With the expansion of BC to 42 seats at this election, options open up for each of the parties to make some inroads into the others, the only exception being that nobody will make ground on the Greens vote. Numbers currently stand at 20 Conservative, 13 NDP, 2 Liberal, 1 Green and 1 Independent.

Current polling suggests the Conservatives will end up getting hammered, with just seven seats going blue, although BC has a propensity to swing a bit and this could well change by election day. The big winners to date are the Liberals, who currently lead in 11 ridings, while the NDP are hoping for a surge in a province where the resource sector is offset by a very strong environmental movement. The NDP vote will get a boost from the provincial opposition making noise during the campaign about the BC Liberal government, although it is difficult to predict just how much a Trudeau-led Liberal Party will be hurt by any poor performance by the provincial government. The BC Liberals stay out of federal affairs, and the Clark government has done little to raise any real controversy.
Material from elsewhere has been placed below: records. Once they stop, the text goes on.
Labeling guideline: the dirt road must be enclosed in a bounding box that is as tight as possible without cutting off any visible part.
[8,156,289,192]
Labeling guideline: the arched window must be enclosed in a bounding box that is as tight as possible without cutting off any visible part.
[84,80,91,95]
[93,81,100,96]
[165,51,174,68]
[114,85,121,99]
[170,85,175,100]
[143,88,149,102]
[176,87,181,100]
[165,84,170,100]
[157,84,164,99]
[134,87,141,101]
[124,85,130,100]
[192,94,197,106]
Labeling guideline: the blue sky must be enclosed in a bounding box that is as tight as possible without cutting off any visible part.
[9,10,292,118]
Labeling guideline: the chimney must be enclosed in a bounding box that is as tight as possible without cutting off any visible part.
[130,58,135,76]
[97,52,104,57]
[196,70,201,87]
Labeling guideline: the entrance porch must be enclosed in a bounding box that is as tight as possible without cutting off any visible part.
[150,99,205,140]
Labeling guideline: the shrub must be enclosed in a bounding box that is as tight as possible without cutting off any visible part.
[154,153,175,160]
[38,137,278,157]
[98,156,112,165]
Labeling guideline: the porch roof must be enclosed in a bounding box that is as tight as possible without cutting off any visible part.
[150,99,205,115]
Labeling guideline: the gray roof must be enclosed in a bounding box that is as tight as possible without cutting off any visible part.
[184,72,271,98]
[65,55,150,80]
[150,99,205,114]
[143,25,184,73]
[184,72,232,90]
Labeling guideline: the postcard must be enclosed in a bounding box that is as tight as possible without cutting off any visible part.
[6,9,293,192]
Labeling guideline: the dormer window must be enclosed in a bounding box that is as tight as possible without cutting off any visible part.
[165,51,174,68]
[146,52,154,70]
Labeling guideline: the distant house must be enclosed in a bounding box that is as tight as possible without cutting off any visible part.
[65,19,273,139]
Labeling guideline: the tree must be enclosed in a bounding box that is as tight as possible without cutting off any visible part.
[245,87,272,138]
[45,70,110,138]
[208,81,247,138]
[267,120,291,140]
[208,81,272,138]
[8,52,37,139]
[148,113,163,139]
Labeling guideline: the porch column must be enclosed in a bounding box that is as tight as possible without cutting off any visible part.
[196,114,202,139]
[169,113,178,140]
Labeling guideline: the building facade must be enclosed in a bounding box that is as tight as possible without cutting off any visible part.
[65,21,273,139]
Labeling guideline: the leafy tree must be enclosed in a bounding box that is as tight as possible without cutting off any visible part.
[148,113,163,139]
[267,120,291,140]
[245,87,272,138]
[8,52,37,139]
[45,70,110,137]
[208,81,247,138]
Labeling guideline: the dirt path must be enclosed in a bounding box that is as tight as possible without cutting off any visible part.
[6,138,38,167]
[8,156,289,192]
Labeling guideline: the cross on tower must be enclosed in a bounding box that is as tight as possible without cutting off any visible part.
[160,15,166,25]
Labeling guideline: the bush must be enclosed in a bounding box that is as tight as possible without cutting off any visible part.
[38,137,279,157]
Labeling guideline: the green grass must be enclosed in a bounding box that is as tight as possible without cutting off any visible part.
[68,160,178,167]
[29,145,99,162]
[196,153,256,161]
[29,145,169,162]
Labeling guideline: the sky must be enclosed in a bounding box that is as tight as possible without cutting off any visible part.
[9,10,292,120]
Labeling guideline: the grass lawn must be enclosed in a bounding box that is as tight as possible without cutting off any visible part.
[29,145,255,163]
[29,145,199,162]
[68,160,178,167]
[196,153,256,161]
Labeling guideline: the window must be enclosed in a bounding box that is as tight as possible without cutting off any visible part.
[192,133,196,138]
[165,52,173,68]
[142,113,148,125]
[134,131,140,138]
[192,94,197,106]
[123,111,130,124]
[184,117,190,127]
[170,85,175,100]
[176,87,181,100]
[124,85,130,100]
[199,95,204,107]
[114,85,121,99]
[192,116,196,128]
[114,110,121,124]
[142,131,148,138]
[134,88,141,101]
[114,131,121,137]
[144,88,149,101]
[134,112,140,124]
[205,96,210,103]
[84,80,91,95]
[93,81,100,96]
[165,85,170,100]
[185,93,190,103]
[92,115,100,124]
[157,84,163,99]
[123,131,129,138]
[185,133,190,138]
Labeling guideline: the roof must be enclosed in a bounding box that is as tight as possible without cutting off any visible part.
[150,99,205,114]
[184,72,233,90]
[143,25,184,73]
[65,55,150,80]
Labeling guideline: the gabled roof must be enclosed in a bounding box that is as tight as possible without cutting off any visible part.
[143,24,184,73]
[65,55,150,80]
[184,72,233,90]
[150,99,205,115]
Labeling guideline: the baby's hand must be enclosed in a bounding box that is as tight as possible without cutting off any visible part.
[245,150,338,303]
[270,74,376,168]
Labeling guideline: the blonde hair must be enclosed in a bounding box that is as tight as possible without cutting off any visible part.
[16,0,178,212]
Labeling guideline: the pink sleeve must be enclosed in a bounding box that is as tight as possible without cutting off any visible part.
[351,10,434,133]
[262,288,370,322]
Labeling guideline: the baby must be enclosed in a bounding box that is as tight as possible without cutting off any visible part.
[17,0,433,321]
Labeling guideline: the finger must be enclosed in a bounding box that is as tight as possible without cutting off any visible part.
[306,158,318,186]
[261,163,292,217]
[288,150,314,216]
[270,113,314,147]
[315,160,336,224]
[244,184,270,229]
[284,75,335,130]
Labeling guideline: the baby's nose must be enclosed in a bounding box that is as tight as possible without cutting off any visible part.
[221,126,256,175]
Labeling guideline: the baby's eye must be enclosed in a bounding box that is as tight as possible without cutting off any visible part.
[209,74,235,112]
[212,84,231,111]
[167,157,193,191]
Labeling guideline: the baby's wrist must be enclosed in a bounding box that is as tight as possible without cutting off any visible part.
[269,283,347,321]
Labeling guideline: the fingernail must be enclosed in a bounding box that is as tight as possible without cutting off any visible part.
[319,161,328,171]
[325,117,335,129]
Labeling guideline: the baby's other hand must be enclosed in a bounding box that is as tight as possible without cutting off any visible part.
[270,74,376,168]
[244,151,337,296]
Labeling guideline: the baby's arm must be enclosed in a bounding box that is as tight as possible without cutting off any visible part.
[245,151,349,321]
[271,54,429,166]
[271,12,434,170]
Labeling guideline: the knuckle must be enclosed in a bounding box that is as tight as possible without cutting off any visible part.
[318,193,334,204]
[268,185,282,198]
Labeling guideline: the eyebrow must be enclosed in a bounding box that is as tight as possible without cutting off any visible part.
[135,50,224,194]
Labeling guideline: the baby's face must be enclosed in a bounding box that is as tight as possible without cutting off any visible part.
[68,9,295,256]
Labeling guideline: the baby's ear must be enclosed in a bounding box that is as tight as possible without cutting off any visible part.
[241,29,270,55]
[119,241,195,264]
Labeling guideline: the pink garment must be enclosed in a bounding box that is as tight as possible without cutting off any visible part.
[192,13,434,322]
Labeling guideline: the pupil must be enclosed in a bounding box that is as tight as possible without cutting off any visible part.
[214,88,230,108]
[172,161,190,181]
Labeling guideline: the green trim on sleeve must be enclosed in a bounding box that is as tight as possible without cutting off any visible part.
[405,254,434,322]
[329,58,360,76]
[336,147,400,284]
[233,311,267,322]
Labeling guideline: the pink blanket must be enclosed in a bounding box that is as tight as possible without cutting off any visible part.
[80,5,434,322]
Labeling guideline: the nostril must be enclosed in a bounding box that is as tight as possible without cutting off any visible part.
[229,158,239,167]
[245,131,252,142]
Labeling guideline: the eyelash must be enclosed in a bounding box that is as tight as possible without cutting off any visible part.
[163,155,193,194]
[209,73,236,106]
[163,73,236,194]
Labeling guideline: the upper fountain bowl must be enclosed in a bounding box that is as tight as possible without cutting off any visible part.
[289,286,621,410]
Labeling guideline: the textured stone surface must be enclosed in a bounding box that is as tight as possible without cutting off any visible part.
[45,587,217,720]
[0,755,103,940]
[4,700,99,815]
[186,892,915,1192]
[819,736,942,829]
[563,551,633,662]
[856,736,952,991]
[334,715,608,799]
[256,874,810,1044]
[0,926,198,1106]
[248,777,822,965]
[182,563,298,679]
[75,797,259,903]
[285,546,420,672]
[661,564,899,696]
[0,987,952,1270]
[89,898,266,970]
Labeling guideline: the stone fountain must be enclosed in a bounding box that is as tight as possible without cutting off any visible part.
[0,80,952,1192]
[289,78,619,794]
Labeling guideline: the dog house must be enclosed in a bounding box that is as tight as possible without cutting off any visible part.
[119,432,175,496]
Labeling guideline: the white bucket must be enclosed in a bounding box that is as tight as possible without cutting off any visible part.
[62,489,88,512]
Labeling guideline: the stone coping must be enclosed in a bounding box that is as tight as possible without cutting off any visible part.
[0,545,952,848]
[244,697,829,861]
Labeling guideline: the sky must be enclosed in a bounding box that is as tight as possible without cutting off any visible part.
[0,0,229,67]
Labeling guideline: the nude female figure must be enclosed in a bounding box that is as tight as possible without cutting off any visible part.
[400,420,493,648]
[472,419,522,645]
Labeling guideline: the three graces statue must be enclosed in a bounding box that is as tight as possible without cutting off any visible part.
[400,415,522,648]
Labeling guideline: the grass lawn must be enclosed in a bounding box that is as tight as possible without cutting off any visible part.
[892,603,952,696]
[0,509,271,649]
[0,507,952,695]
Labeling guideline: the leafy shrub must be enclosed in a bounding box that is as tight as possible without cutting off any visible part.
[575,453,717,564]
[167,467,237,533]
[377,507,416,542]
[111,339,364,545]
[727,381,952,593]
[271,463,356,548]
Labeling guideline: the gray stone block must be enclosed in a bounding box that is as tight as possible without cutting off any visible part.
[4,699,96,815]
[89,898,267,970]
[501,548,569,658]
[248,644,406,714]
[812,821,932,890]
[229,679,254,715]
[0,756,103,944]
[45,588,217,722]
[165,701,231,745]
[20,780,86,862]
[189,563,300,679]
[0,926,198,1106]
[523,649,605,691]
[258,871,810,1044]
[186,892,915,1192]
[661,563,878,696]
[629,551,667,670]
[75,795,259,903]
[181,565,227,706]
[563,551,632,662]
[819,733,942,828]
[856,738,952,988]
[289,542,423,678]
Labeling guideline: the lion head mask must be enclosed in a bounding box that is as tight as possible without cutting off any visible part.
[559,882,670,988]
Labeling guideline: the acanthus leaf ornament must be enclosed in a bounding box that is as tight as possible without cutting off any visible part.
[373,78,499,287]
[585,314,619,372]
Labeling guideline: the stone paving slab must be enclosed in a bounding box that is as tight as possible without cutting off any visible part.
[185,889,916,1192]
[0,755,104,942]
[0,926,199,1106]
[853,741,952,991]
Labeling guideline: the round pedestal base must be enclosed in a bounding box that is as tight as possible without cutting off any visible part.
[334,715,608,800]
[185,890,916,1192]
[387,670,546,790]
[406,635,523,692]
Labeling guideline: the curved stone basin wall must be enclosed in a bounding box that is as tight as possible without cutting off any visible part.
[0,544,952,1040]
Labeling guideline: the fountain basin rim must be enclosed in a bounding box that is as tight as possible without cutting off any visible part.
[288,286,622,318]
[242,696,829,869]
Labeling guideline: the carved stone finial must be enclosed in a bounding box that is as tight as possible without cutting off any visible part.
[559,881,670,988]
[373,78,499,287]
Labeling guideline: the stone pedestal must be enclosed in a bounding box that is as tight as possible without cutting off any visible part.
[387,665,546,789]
Federally, aside from oil pipelines, the major issue in and around Vancouver seems to be foreign investment driving up housing prices (who says we have nothing in common with Canada?), with only Stephen Harper having anything to say on it besides moaning, and even then he has only committed to ‘look at the issue’.

The Greens, depending on which week it is, have the ability to win the seat of Victoria, or finish a disappointing third, in addition to May’s lock on Saanich-Gulf Islands. In the last few weeks, though, the NDP have looked far more comfortable in Victoria. At this stage, you can definitely lock in seven seats for the Liberals, one for the Greens, 17 for the NDP and four for the Conservatives, leaving 13 up for grabs. I daresay these numbers will change, though, so all predictions on BC are to be taken with a grain of salt until the final week of the campaign.


Lib: 35 (+7)     Con: 69 (+15)     NDP: 34 (+19)     BQ: 0     Grn: 1 (+1)     Oth: 0

3 thoughts on “Canada Votes: Preview – The West

  1. This is a very good summary of Canadian politics for people with some interest, but lacking the time to really delve into it. Thanks.

  2. A friend in Vancouver tells me that the Liberals are currently in government with 20 seats, and the Conservatives have 2 seats in BC. I think you have these two numbers around the wrong way.

  3. The numbers quoted are for Federal MPs elected in 2011, not the provincial govt numbers, which the Liberals have a majority of.